What Does Monkfish Taste Like?
While monkfish might not be known for its good looks, it is known for its delicious flavor and lobster-like texture.
"Many people will tell you it's the poor man's lobster, and I see what they're saying. Monkfish has a particular springiness to it that's similar," says Brandon Chavannes, executive chef at The Betty in Atlanta. "In my mind, however, monkfish is more like a grassier tasting grouper."
Depending on your region, you can find monkfish filets at your typical grocery store. But if you can visit your local fishmonger or farmers market, that's ideal, as this fish is often difficult to clean and is best left to a pro. When selecting filets, monkfish should be pearlescent white with a faint pink hue.
"Monkfish is one of those fish that can be intimidating to buy whole and butcher," says chef Adam Evans of Birmingham's Automatic Seafood and Oysters. He recommends buying filets with the bone in them if you can. Otherwise, deboned filets are the way to go. "I really do like to cook monkfish on the bone since it cooks more evenly and produces a better result," he says.

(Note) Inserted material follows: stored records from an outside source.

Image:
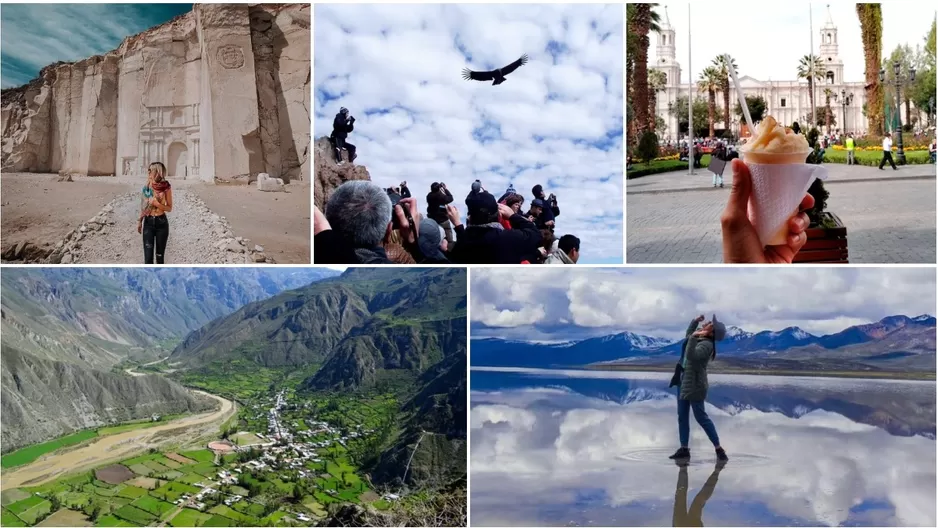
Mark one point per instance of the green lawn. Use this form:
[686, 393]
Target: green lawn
[153, 505]
[25, 504]
[8, 519]
[134, 515]
[871, 158]
[190, 517]
[110, 520]
[31, 453]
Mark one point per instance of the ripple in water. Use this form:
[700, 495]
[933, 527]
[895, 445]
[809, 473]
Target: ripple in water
[699, 457]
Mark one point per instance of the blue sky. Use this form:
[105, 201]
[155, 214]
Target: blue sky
[557, 121]
[549, 304]
[36, 35]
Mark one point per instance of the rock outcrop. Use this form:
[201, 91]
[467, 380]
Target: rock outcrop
[221, 92]
[329, 175]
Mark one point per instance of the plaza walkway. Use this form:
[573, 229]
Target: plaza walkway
[890, 215]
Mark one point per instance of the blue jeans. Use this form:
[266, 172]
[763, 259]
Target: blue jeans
[700, 414]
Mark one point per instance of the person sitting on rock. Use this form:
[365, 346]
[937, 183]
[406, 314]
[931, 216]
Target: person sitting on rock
[437, 200]
[341, 126]
[485, 241]
[357, 224]
[549, 209]
[567, 251]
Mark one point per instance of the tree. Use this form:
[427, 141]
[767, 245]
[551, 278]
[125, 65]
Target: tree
[757, 106]
[871, 31]
[812, 68]
[643, 21]
[657, 81]
[723, 66]
[710, 82]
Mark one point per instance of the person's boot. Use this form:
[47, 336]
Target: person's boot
[682, 453]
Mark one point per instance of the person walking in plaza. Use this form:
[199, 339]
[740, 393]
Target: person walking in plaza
[851, 147]
[699, 349]
[887, 153]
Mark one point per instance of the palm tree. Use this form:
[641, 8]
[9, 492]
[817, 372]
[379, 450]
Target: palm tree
[805, 72]
[723, 67]
[871, 31]
[643, 21]
[827, 108]
[657, 81]
[710, 82]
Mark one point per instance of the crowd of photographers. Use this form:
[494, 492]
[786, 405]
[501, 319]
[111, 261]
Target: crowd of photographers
[365, 224]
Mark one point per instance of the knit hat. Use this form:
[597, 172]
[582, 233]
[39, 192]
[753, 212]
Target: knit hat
[719, 329]
[482, 207]
[429, 239]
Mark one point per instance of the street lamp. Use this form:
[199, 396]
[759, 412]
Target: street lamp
[845, 100]
[897, 70]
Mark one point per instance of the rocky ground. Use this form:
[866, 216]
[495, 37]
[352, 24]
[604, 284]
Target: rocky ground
[45, 221]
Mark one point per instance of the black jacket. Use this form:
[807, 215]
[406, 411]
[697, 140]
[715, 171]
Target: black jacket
[436, 205]
[341, 126]
[332, 248]
[489, 245]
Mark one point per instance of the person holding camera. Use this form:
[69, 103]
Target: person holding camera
[549, 209]
[341, 126]
[437, 200]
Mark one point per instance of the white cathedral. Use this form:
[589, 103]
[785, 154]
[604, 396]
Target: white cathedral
[787, 101]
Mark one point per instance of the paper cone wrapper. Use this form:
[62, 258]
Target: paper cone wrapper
[777, 192]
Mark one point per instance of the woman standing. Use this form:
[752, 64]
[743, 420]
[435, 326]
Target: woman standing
[698, 351]
[156, 200]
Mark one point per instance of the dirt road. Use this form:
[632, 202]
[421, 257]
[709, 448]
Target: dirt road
[116, 447]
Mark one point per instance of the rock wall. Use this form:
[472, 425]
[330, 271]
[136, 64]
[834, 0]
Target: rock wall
[222, 92]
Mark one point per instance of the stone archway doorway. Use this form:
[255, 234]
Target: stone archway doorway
[177, 160]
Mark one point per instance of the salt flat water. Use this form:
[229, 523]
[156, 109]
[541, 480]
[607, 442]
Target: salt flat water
[581, 448]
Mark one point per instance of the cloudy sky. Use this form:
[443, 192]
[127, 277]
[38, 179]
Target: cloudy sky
[557, 121]
[774, 54]
[36, 35]
[550, 304]
[550, 453]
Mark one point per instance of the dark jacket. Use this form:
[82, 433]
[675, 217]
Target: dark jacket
[436, 205]
[489, 245]
[697, 354]
[332, 248]
[341, 126]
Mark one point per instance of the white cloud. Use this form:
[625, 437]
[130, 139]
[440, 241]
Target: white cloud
[660, 301]
[532, 451]
[780, 34]
[556, 121]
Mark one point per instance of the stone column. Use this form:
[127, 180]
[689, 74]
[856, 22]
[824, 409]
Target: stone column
[228, 107]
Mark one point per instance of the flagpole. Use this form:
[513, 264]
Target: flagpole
[811, 68]
[690, 100]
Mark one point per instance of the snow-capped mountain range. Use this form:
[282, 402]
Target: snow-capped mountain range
[892, 338]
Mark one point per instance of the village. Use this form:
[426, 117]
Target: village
[287, 475]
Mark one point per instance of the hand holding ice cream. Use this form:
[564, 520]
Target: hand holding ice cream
[779, 178]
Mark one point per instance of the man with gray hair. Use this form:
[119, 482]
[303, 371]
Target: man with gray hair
[699, 350]
[357, 220]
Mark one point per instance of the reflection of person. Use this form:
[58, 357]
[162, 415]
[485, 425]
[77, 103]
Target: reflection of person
[156, 201]
[699, 350]
[694, 516]
[740, 240]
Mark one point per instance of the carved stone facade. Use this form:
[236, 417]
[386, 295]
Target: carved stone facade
[219, 93]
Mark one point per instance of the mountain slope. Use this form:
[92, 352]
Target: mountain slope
[358, 324]
[44, 399]
[893, 343]
[98, 316]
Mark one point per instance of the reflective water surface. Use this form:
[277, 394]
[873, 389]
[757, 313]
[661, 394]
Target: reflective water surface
[578, 448]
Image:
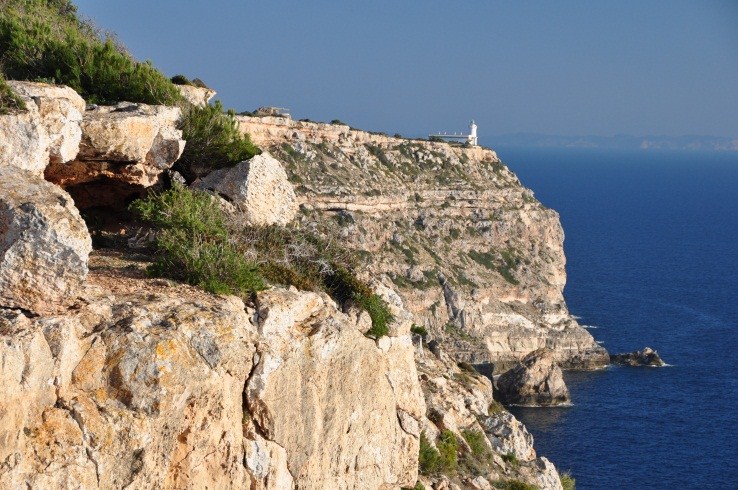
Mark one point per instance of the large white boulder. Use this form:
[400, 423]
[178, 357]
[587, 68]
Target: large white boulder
[259, 187]
[24, 142]
[60, 110]
[44, 244]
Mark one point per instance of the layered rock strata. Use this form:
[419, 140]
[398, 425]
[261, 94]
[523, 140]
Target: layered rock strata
[476, 258]
[537, 381]
[150, 386]
[259, 187]
[461, 400]
[44, 244]
[124, 149]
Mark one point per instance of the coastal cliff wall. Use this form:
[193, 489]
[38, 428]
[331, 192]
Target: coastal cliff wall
[475, 257]
[113, 379]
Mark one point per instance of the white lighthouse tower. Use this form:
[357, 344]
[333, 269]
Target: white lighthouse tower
[472, 138]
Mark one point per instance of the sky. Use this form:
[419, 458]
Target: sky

Thanks to its mild taste and slight sweetness, Evans finds monkfish versatile and easy to cook with. He says he thinks it does have the texture of lobster, which "makes it really special."
How to Cook Monkfish
One good thing about monkfish is it's so adaptable. You can substitute monkfish in just about any dish that calls for a white fish. It won't fall apart because the filets stay firm while they're cooking.
Once you unwrap your fillet from the store, make sure the store cleaned the monkfish correctly and no silver skin or membranes remain. Place the monkfish on a cutting board and salt the fish generously about an hour before cooking. This will help pull out any remaining liquids.

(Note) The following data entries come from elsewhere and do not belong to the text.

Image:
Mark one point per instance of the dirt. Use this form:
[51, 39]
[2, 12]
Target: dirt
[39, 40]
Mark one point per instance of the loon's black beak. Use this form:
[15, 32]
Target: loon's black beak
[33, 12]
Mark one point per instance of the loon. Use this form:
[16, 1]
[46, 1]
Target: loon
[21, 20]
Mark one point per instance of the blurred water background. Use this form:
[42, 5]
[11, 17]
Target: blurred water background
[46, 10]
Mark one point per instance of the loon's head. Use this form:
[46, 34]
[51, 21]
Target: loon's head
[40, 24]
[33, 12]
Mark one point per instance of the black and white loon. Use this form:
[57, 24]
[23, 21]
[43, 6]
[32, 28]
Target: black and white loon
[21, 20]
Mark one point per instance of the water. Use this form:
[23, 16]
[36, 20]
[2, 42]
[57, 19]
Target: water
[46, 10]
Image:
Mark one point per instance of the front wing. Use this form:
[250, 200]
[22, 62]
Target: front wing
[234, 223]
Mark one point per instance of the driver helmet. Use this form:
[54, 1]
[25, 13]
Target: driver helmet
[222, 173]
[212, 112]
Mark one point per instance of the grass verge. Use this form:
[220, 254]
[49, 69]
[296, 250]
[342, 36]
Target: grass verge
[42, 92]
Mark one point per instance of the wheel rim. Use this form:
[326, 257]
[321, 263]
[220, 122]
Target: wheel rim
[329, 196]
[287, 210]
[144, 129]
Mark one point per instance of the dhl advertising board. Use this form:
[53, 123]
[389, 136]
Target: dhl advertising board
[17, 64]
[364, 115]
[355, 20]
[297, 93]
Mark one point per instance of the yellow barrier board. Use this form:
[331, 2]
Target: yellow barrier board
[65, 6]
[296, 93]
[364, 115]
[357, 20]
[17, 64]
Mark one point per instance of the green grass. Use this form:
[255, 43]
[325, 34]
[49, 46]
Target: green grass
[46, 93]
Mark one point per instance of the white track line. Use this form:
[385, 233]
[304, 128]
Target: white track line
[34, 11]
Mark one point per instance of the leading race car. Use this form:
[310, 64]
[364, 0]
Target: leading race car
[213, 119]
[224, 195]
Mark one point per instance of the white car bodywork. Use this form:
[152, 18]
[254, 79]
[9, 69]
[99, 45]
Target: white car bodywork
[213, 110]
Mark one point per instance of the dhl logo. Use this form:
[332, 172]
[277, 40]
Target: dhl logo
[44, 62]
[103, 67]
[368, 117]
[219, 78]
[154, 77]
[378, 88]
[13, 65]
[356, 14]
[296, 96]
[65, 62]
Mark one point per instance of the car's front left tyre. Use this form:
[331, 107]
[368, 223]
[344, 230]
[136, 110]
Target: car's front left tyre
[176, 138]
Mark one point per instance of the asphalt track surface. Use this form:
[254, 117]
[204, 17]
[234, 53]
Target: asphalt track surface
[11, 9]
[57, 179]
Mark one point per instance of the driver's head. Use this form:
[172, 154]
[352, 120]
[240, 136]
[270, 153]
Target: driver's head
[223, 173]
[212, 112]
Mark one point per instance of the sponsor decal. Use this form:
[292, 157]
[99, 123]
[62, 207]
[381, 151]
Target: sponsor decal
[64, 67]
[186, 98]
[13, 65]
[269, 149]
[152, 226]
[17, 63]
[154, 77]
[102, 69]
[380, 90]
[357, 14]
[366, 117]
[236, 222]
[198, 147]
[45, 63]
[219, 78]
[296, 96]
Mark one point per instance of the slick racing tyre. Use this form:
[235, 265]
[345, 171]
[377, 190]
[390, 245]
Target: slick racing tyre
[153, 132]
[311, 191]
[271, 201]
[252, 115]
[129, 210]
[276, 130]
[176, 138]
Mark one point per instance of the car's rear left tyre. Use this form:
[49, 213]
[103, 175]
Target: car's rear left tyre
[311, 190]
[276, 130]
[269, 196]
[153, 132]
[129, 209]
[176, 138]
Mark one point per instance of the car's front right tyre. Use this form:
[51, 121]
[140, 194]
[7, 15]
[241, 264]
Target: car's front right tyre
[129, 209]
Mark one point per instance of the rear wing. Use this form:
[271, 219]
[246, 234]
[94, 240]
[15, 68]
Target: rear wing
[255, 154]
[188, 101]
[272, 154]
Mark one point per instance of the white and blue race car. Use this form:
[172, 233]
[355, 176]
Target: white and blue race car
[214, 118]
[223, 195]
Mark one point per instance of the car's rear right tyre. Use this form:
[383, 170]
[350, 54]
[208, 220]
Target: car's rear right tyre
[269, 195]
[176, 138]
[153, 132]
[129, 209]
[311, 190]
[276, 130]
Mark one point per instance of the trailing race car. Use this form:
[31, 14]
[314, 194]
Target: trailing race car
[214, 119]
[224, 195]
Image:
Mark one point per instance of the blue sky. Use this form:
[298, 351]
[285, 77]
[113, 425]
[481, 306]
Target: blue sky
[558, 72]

The texture of cooked monkfish will be more lobster-like than a flaky fish — think juicy, firm and plump. One of the main preparations for it — like lobster — is to simply sear it in a hot pan with butter and oil and then serve it with capers, lemon and drawn butter.
Chavannes loves to season monkfish in Middle Eastern spices and cook it on the grill, or to braise it along with rich Spanish ingredients like peppers and tomatoes. The acids from the tomato help accentuate all of the monkfish's mild flavors.
You can also sear it on the bone and braise it until tender. It brings out the lobster-like characteristics of the meat, Evans says. He enjoys accompanying it with morel mushrooms, spring onion or ramps. In other words, you can pretty much do anything with monkfish and it will taste great.